Personally, I think of DNA as being like the Linux kernel codebase. There's a lot of raw "code" there — but not all of it ends up in every running kernel!
DNA methyl-groups, acetylated histones, etc — these are the config file generated by running `menuconfig`. They determine:
1. which components of the kernel the "compiler toolchain" (RNA polymerase) will actually "compile" (transcribe) into kernel-module objects (RNA sequences, proteins) — in turn determining which "features" (developmental or metabolic processes) each of the components (cell/tissue types) of the resulting system (organism) will have; and
2. which #IFDEFs (coding regions) within those modules will actually be macro-enabled (expressed) during compile-time (transcription) — in turn influencing / varying / tuning the strategies and logic (frequency of production / likelihood of expression, final shape / folding / binding affinities of proteins) used by any given component (cell/tissue type) to perform a given "feature" (developmental or metabolic process).
(And just a tweak to steer this intuition pump — your body doesn't have one kernel, compiled once at conception; rather, your body is more like a distributed system composed of machines running Gentoo — every cell has its own kernel, and each cell is "tweaking" and "recompiling" its kernel regularly.
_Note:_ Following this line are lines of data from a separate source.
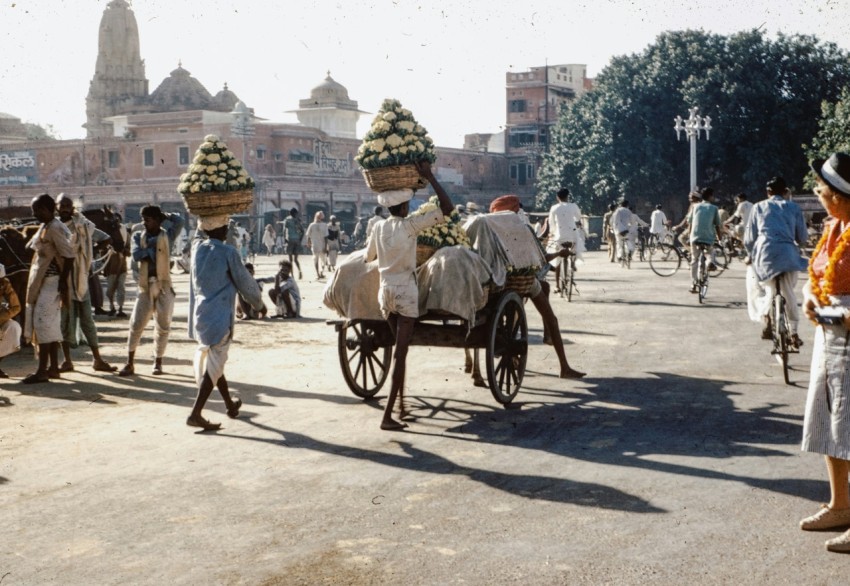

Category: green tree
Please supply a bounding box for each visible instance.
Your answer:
[805,86,850,189]
[537,30,850,213]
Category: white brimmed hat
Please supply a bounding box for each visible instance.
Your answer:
[811,153,850,197]
[378,189,413,207]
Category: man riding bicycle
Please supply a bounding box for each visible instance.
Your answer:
[744,177,808,348]
[546,187,581,291]
[687,187,723,293]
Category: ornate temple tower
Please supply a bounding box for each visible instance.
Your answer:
[293,71,366,138]
[85,0,148,137]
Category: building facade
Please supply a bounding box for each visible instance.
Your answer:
[505,64,593,193]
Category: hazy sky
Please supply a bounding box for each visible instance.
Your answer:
[0,0,850,147]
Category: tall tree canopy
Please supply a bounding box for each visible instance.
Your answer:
[806,86,850,188]
[537,30,850,213]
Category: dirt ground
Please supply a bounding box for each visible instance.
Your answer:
[0,252,848,586]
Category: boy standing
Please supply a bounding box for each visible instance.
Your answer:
[366,161,454,430]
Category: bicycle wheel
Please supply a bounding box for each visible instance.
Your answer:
[697,251,708,303]
[711,244,730,277]
[649,244,682,277]
[772,295,791,385]
[555,266,569,297]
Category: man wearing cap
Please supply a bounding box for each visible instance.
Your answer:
[365,161,454,430]
[186,216,263,431]
[366,204,384,243]
[21,193,74,384]
[118,205,183,376]
[56,193,118,372]
[744,177,808,348]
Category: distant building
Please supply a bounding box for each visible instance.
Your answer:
[505,64,593,192]
[292,71,366,138]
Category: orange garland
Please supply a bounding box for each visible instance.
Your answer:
[809,220,850,305]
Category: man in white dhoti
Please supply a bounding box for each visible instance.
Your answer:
[186,216,263,431]
[21,193,74,385]
[118,205,183,376]
[56,193,118,372]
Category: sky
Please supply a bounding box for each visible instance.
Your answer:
[0,0,850,148]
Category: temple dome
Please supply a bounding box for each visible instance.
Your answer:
[148,64,218,112]
[213,83,239,112]
[298,71,357,110]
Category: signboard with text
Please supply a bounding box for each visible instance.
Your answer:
[0,151,38,185]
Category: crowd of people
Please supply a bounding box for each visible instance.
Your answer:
[8,153,850,552]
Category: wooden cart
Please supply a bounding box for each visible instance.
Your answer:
[328,289,528,405]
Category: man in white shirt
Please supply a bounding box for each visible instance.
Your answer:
[546,187,581,283]
[726,193,753,242]
[649,204,670,243]
[611,199,634,260]
[365,161,454,431]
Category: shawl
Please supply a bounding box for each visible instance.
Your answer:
[139,230,171,292]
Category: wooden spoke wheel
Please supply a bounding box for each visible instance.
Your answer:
[339,322,392,399]
[485,291,528,405]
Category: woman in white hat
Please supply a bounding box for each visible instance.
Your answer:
[800,153,850,552]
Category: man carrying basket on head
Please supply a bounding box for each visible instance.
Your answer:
[365,161,454,430]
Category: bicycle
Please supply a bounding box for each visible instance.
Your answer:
[691,242,711,304]
[768,275,800,385]
[617,230,632,269]
[556,242,579,302]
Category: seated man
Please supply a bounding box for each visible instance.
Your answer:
[269,259,301,317]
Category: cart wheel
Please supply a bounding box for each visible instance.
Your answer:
[339,322,392,399]
[486,291,528,405]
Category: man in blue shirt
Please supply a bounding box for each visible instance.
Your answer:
[744,177,808,347]
[186,216,263,431]
[687,187,723,293]
[118,205,183,376]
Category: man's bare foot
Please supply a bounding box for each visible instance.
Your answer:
[91,360,118,372]
[186,415,221,431]
[561,366,587,378]
[381,419,407,431]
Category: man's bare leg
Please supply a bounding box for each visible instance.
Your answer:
[186,373,221,431]
[531,282,585,378]
[381,314,416,430]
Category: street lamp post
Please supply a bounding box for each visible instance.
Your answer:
[230,100,261,242]
[673,107,711,191]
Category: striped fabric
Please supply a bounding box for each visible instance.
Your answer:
[801,326,850,460]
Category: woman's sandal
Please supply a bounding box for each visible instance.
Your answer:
[227,399,242,419]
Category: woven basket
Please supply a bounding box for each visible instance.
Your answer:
[363,165,425,193]
[505,273,537,295]
[416,244,437,267]
[181,189,254,216]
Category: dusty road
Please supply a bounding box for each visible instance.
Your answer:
[0,253,848,586]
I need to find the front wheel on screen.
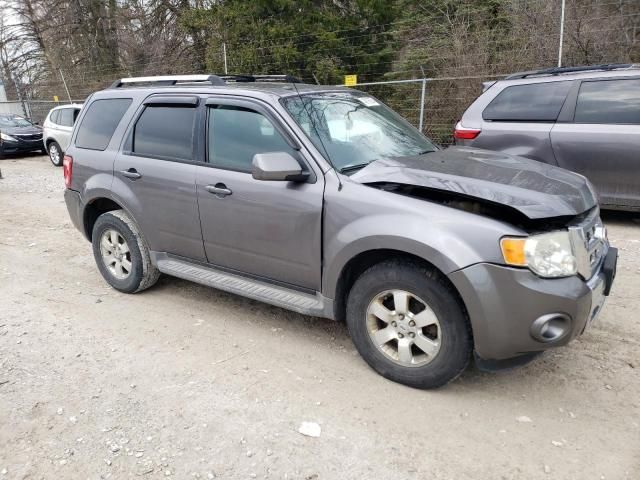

When cells undergo mitosis, both daughter cells inherit these tweaks — that's like setting up a new one of these machines by mirroring the hard drive from an existing machine, carrying over not just the kernel but also the at-snapshot version of the `menuconfig` configuration file.)
The Linux kernel is just a much closer analogy than your average piece of software would be, because the Linux kernel actually has this distinct step that generates a standalone build config file that later build steps read.
Most regular software build infrastructure (autoconf, cmake, etc) just directly "burns in" any passed-in build config as generated code, without any intermediary file storing the config itself — which is a very different and not-very-analogous process. (That'd be more like if our epigenome was an extra chromosome of DNA built up during development!)
The gene itself determines the shape and character of a protein; Gene expression refers to the quantity of a protein produced. Changes to the genome are long lasting and somewhat rare inside a living person, while changes to the epigenome happen fairly regularly.
A good way to think of this is cell differentiation. Every cell in your body, except eggs and sperm, contains a copy of your entire genome but what differentiates a nerve cell from a liver cell from a skin cell is gene expression. All it takes is some changes to the epigenome of a stem cell during mitosis for one the resulting cells to become a new, differentiated cell.
Imagine you have the text of a book in a word processor. You can change the text by typing new words or deleting ones that are there. You can also change the font, size, alignment, etc. The latter category of changes does not alter the words in the text, but it can affect how that text is interpreted, which parts of the text a reader focuses on, etc. The difference between a genetic alteration and an epigenetic alteration is conceptually similar. Genetics is changing the "text" of the genome while epigenetics is changing aspects of the genome that affect how that "text" is interpreted and used.
DNA is source code, and there is a bunch of RNA processes that read it and do stuff to make you live. Parts of DNA can be turned on and off, that’s called expression. Epigenetics is the study of how genes are expressed. Gene expression can change without the genome itself changing depending on external conditions, which is a key part of adaptability.